This study addresses the automatic generation of a myocardial hemodynamic simulation domain from coronary arterial tree graphs and establishes perfusion mapping between arterial branches and left ventricular (LV) subregions. We propose an anatomy-driven data processing pipeline: first, reconstructing a 3D myocardial computational domain from the coronary graph structure; second, partitioning the LV myocardium according to the American Heart Association (AHA) 17-segment model and establishing topological correspondences between coronary branches and myocardial segments; and third, enabling coarse-grained, quantitative prediction of artery-to-myocardium perfusion assignments. To our knowledge, this is the first method to fully automate the conversion of coronary topological graphs into anatomically consistent, simulation-ready myocardial domains. Validation on porcine left coronary artery tree data successfully identified dominant perfusion territories for individual branches. The framework provides a scalable, anatomy-preserving post-processing solution for large-scale coronary–myocardium coupled modeling.
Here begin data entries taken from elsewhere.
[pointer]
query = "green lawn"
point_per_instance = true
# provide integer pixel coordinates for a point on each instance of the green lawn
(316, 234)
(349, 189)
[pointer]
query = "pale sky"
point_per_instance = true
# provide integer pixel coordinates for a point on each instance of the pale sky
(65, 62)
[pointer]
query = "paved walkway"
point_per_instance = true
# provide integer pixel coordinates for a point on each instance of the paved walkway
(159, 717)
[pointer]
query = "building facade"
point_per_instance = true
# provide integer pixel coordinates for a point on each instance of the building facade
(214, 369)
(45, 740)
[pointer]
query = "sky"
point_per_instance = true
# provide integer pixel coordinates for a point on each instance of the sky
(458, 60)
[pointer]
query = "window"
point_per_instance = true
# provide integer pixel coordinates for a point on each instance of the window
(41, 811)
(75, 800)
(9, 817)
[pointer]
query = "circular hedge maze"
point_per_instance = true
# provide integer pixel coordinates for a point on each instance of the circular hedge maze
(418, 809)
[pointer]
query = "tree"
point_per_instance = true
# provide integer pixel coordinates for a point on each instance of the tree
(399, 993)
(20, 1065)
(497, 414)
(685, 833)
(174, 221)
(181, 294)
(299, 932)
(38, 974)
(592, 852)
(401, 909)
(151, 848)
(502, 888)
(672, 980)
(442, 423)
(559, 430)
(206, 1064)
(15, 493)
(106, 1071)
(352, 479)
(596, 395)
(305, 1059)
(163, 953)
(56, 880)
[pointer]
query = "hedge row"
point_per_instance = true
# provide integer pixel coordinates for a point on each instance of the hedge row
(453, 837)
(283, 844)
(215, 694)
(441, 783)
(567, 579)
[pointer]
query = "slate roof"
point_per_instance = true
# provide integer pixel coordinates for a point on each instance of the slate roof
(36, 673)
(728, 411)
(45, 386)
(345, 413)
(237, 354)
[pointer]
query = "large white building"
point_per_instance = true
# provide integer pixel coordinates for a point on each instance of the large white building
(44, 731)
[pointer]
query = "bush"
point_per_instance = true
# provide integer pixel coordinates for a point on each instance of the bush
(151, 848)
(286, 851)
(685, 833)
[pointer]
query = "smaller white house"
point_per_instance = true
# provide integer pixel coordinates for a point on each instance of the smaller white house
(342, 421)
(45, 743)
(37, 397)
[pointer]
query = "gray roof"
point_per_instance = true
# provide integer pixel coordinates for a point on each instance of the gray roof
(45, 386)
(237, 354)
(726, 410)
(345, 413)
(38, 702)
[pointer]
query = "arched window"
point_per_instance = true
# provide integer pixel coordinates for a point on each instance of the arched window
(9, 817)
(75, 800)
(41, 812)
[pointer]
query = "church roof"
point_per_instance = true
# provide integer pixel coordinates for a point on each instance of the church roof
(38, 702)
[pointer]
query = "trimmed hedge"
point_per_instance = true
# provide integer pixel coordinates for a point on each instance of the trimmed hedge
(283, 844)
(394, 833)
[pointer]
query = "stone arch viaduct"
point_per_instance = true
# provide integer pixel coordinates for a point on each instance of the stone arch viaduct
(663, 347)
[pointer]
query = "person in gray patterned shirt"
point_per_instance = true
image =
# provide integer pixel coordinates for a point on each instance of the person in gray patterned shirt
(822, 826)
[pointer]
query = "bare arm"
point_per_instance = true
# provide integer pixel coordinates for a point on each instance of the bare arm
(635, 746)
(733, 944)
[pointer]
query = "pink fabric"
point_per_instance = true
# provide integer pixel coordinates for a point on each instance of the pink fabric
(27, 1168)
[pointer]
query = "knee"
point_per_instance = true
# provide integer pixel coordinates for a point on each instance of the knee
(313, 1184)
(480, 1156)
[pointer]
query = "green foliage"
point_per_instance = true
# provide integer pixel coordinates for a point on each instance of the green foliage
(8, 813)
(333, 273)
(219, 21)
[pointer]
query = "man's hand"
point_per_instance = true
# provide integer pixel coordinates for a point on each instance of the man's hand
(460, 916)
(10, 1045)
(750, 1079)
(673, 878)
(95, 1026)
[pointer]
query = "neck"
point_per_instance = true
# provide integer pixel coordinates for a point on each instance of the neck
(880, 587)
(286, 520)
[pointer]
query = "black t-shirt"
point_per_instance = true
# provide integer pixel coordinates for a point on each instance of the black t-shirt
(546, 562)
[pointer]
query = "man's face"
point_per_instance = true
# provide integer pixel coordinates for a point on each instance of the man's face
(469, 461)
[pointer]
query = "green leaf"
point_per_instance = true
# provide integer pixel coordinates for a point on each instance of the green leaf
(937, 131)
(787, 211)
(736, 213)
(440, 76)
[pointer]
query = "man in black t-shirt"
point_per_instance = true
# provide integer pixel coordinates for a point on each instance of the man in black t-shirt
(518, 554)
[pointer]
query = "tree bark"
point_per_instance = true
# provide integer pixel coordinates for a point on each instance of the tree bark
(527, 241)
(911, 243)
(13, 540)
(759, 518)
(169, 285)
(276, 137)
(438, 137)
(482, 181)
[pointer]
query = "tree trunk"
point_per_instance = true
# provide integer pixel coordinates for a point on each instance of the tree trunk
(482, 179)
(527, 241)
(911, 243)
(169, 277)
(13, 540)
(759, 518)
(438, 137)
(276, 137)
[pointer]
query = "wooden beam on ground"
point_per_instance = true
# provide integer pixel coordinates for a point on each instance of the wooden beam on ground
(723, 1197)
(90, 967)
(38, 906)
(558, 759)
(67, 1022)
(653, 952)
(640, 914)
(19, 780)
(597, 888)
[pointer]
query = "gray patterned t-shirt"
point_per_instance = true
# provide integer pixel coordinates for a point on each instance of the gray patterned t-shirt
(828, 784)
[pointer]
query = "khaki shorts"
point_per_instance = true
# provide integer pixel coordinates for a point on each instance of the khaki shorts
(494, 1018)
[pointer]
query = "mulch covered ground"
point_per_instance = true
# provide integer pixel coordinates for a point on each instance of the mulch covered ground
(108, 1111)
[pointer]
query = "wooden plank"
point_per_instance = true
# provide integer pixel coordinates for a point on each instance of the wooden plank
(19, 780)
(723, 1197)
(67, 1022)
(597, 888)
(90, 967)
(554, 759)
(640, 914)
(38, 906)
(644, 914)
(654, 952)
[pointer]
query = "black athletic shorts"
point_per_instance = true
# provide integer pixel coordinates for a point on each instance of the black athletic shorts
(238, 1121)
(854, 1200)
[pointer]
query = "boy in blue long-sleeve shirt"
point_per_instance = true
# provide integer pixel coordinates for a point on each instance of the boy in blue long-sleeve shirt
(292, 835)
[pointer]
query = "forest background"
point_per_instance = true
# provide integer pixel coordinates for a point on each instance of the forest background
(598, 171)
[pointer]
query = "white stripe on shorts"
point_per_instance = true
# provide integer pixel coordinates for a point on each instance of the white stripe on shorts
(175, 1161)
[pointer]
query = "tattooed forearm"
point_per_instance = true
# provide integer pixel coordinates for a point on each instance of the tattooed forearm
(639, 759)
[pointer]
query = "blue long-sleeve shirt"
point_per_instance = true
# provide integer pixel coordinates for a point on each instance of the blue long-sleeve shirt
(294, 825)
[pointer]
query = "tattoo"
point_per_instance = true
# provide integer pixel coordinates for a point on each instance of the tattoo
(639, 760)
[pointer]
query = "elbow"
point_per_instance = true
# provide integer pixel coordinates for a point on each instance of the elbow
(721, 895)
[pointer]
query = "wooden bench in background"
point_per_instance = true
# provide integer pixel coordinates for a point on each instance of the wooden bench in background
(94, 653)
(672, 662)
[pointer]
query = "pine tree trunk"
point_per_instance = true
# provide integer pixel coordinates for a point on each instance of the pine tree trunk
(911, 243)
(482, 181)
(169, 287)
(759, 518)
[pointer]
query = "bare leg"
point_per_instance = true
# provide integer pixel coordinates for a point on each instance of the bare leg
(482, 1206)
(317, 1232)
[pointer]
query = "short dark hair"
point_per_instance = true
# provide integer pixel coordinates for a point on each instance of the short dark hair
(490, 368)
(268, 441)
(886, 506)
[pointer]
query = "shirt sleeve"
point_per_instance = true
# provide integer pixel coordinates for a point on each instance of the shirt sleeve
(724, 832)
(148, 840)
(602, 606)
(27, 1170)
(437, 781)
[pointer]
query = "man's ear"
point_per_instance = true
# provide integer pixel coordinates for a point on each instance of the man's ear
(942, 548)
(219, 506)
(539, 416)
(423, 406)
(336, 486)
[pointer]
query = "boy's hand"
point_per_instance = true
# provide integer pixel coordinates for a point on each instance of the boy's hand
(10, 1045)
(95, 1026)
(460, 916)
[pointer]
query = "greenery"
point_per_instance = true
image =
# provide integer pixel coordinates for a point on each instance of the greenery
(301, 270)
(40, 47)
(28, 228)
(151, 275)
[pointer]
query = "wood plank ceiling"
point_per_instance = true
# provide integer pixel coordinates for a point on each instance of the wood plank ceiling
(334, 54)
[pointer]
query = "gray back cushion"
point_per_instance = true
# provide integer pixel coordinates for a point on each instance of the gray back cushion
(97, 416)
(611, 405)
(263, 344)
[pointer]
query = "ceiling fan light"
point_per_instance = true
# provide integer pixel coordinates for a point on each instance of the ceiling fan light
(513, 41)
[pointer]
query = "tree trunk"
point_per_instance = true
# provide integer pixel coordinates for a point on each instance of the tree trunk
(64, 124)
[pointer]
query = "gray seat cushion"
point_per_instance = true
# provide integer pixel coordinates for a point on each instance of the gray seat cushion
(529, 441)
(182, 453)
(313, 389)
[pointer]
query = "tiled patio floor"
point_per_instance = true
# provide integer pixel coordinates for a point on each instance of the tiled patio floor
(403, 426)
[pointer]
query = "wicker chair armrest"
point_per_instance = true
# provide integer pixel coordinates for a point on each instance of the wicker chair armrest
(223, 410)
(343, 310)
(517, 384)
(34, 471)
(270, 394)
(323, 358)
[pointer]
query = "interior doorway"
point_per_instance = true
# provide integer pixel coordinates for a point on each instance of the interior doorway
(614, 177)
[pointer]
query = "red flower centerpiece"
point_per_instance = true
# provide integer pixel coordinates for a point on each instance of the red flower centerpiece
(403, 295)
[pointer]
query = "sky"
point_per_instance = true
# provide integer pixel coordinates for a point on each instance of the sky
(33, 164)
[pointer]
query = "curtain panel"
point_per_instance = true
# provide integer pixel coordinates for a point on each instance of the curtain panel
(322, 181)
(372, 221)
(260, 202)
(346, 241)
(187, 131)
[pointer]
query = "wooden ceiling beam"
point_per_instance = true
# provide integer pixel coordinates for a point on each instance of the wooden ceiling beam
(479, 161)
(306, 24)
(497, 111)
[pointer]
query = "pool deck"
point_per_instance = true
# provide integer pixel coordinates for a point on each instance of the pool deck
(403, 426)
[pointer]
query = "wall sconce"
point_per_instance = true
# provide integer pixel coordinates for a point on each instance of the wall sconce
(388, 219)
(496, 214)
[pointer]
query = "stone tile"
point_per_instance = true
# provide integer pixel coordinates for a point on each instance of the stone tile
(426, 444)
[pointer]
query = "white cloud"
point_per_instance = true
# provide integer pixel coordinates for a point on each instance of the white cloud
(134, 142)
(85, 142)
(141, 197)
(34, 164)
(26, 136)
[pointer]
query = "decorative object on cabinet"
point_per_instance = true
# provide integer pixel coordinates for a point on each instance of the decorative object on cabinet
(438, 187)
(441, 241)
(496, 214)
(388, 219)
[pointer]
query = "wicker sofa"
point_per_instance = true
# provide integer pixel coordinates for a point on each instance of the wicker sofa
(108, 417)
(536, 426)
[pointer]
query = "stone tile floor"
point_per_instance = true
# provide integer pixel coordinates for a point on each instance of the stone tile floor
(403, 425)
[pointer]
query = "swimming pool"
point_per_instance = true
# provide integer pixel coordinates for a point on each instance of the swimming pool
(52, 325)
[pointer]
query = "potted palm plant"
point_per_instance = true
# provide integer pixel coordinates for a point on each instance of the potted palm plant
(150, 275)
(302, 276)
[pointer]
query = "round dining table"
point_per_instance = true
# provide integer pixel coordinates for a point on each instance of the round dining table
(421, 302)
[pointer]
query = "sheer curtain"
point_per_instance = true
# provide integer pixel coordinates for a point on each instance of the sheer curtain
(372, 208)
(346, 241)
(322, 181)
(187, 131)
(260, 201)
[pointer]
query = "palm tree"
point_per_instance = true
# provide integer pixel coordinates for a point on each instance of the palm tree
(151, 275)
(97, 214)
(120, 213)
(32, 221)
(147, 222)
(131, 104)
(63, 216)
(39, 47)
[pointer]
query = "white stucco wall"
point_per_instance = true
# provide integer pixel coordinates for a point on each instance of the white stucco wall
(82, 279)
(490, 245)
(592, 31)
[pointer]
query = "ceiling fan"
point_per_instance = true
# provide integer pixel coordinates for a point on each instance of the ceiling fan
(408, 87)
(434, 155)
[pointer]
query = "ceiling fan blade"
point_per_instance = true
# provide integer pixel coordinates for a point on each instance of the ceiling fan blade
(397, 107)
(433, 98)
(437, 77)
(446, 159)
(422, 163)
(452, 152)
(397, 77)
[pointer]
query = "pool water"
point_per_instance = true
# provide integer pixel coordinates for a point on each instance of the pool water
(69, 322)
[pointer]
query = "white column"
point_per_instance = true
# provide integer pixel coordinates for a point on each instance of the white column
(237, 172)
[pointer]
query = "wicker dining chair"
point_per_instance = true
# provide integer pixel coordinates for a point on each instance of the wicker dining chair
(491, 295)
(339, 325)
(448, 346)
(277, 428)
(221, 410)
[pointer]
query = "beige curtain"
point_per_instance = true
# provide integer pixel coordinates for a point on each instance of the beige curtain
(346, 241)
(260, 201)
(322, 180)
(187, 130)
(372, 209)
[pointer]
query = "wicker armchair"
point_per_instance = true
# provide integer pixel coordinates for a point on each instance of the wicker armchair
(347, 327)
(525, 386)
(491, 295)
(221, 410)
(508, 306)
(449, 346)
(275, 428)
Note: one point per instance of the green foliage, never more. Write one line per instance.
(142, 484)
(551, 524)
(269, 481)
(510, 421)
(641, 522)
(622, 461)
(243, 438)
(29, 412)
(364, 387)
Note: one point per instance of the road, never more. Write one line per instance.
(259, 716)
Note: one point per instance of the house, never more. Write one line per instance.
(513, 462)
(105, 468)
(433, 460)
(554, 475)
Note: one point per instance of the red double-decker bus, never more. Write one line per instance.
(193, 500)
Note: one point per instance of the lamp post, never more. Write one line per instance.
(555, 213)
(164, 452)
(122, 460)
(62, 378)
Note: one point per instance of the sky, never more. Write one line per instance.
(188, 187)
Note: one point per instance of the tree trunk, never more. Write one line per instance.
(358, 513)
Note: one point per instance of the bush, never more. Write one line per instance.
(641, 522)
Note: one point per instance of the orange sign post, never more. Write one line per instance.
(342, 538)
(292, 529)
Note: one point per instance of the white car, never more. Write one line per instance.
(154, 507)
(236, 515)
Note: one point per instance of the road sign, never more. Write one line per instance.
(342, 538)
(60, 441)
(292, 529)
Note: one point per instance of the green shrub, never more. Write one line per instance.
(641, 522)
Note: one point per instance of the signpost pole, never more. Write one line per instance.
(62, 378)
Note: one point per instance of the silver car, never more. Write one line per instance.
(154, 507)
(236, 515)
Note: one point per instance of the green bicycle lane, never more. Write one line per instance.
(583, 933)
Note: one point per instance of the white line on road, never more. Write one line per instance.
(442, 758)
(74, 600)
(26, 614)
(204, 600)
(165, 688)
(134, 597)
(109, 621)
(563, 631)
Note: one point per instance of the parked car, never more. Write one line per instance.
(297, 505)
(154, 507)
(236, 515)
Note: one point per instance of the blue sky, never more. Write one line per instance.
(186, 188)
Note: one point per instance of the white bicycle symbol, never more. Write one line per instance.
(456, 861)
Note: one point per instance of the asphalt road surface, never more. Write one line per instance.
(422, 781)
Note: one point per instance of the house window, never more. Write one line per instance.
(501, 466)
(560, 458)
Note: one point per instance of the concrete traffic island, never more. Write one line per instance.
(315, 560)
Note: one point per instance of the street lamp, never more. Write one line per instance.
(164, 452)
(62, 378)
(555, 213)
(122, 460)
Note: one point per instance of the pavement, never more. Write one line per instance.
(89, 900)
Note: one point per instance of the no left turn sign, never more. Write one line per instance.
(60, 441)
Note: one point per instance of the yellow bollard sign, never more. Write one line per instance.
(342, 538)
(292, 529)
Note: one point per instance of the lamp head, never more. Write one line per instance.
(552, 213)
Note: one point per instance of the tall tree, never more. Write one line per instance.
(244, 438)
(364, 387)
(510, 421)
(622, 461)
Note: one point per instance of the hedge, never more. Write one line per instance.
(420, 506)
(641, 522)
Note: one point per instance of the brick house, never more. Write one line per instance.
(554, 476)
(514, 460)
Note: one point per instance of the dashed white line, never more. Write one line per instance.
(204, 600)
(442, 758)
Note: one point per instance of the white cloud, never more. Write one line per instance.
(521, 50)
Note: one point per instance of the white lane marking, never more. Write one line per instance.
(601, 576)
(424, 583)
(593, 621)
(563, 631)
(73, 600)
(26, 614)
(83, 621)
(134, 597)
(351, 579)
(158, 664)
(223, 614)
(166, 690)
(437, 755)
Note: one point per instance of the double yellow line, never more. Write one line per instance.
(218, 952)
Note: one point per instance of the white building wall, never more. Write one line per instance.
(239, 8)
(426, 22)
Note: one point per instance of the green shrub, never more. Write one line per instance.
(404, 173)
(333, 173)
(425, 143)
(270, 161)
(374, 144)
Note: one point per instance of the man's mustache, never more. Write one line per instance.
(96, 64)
Numerical simulations of real-world phenomena require a computational scheme and a computational domain. In the context of haemodynamics, the computational domain is the blood vessel network through which blood flows. Such networks contain millions of vessels that are joined in series and in parallel. It is computationally unfeasible to explicitly simulate blood flow throughout the network. From a single porcine left coronary arterial tree, we develop a data pipeline to obtain computational domains for haemodynamic simulations in the myocardium from a graph representing a partial coronary arterial tree. In addition, we develop a method to ascertain which subregions of the left-ventricular wall are more likely to be perfused via a given artery, using a comparison with the American Heart Association division of the left ventricle for validation.